Agentic Proof-Oriented Programming

AI-based automation of formal proofs has received a lot of attention in the past few years, with lots of promise but few real successes. However, starting in late 2025, with the availability of models such as Claude Opus 4.5 and GPT-5.2 (and beyond), and especially their integration within agentic coding environments such as Claude Code, OpenAI Codex, and GitHub Copilot CLI, the promise of AI automation for proofs has largely become a reality. It is now possible to have agents author hundreds of thousands of lines of programs and proofs, including in F* and Pulse, but also in other proof assistants including Lean, Coq, Verus, Dafny, and others.
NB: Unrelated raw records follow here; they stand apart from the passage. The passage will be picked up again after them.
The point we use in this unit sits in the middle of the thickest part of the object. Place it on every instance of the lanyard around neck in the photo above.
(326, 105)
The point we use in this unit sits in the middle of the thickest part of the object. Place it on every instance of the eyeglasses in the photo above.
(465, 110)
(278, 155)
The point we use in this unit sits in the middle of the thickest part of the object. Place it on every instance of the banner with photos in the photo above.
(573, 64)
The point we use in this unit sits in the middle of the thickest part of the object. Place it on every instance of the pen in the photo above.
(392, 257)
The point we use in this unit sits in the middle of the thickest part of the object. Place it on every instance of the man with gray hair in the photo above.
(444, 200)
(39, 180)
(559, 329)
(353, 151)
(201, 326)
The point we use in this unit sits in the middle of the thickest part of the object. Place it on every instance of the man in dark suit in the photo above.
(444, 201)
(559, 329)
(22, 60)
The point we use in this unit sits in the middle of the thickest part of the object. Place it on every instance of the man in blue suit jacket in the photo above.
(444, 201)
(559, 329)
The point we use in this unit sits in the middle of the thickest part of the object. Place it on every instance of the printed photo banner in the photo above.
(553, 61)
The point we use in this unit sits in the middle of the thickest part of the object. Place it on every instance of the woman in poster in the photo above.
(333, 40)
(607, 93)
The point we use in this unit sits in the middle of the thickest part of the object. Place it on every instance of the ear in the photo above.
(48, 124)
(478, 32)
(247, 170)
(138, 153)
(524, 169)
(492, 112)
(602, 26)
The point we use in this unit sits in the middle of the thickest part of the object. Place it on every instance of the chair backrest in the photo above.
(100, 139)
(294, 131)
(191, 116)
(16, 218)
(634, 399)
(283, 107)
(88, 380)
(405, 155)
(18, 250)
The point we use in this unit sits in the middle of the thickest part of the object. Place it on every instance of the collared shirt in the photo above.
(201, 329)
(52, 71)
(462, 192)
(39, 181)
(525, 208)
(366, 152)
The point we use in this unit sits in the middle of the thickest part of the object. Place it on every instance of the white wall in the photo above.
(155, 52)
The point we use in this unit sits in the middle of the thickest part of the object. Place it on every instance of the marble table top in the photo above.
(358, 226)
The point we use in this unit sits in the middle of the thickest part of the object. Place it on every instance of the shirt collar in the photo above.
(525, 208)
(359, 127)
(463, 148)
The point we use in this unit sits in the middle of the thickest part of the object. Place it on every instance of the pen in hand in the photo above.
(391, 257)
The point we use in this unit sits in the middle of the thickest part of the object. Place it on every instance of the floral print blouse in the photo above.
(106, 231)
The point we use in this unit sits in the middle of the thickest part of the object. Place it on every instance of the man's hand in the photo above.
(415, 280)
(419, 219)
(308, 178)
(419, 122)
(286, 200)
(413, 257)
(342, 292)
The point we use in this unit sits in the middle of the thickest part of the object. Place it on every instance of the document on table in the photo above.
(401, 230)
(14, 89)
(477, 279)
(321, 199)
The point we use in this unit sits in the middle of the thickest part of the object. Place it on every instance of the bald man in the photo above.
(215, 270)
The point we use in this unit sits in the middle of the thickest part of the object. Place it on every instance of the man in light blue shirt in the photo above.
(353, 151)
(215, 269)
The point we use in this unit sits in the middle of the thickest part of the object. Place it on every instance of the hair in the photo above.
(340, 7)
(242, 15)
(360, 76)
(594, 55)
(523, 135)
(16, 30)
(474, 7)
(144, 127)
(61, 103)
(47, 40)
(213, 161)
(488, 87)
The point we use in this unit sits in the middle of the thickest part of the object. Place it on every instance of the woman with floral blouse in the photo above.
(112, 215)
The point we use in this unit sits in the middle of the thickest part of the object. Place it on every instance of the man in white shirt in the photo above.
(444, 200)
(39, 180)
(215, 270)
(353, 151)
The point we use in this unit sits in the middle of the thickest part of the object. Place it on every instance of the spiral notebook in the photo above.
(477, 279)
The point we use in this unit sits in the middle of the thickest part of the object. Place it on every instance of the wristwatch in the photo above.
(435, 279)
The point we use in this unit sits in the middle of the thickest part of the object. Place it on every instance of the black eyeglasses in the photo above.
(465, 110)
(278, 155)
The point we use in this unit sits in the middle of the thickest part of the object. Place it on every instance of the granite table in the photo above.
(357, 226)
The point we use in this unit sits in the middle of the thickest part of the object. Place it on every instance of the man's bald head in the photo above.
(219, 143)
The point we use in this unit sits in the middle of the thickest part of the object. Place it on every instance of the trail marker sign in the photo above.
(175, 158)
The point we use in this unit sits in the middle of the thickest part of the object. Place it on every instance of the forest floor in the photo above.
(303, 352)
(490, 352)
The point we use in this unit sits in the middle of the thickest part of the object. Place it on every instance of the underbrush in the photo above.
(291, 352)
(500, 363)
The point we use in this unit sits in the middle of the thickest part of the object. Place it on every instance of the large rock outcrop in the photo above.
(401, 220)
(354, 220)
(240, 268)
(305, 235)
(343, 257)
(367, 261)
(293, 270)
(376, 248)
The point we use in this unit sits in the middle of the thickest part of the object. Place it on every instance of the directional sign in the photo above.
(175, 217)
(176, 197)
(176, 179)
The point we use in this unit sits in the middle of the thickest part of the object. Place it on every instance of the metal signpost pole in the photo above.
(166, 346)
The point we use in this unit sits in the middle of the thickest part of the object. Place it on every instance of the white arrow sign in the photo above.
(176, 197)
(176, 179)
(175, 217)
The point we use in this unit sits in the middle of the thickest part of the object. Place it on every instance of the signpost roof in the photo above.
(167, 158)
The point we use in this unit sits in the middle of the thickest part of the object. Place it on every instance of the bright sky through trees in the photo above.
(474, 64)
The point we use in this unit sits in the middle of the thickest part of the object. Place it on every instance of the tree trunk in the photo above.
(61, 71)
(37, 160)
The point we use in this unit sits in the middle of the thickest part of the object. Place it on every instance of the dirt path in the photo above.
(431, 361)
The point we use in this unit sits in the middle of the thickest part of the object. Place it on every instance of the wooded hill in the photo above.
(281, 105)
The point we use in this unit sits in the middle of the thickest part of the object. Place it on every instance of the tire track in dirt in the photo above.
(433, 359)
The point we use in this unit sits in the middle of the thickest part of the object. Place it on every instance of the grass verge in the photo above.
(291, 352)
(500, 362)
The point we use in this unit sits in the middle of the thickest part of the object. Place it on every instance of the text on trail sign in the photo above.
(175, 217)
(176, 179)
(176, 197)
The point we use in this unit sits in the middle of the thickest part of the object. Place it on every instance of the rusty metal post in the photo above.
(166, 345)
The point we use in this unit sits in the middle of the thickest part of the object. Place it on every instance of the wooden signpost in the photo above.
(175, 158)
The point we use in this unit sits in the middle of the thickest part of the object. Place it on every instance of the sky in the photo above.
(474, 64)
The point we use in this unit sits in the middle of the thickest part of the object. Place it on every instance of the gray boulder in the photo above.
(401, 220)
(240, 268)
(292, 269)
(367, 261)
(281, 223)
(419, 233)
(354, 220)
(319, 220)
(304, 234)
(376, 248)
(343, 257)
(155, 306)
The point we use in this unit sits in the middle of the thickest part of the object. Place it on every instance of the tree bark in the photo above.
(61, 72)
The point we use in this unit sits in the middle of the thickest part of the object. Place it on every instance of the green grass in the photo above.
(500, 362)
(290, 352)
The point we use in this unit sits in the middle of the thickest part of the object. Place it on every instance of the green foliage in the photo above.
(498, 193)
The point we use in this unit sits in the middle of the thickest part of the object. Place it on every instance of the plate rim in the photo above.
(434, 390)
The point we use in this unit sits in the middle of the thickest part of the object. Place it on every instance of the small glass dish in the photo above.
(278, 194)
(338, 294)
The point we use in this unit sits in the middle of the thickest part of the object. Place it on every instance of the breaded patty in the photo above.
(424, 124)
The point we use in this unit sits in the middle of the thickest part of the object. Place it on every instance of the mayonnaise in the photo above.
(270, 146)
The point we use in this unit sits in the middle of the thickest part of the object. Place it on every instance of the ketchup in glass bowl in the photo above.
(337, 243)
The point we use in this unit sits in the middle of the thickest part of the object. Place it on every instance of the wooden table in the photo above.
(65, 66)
For example, in a series of blog posts we have reported on our ability to use AI agents to automatically formalize the classic “CLRS” Introduction to Algorithms textbook in F* and Pulse, in just a few weeks of agentic coding. Beyond just textbook algorithms, we have also been able to use agents to build a formally verified generational garbage collector for OCaml with proofs of correctness comprising more than 100,000 lines of F* and Pulse, authored entirely by agents. The resulting verified, executable C code can be used as a drop-in replacement for the OCaml 4.14.0 garbage collector, and has been tested to work with the OCaml 4.14.0 compiler and runtime system. Going further, we have also been able to use agents to build a verified implementation of the TLS-1.3 protocol, with implementation and proofs again exceeding 100,000 lines of F* and Pulse. The resulting C code interoperates with OpenSSL to negotiate TLS connections and send application traffic. Others have reported similar successes, using agents to formalize proofs of programming language metatheory, parts of verified compilers, or porting C code into Lean with proofs of correctness.

That said, agentic proof-oriented programming is an extremely new paradigm, the agents are evolving rapidly and there are many open questions about how best to structure interactions between humans and agents to achieve the best results. What is clear is that agents can produce software artifacts at a scale which, if not structured correctly, can far exceed the ability of humans to review and validate the results. The promise of proof-oriented programming in this context is that proof checkers like F* can be used to ensures that the software matches a formal specification, but one still has to be able to carefully check that what is proven matches what is intended.

In this part of the book, we offer a few principles and techniques for agentic proof-oriented programming. Thankfully, a lot of what we’ve come to know as good proof-engineering practice is still very much relevant in this new setting. Our main message is that humans need to think carefully about the right abstractions for designing a system so that agents are effective at producing proof-oriented software, and, perhaps more importanly, that humans are able to understand the results.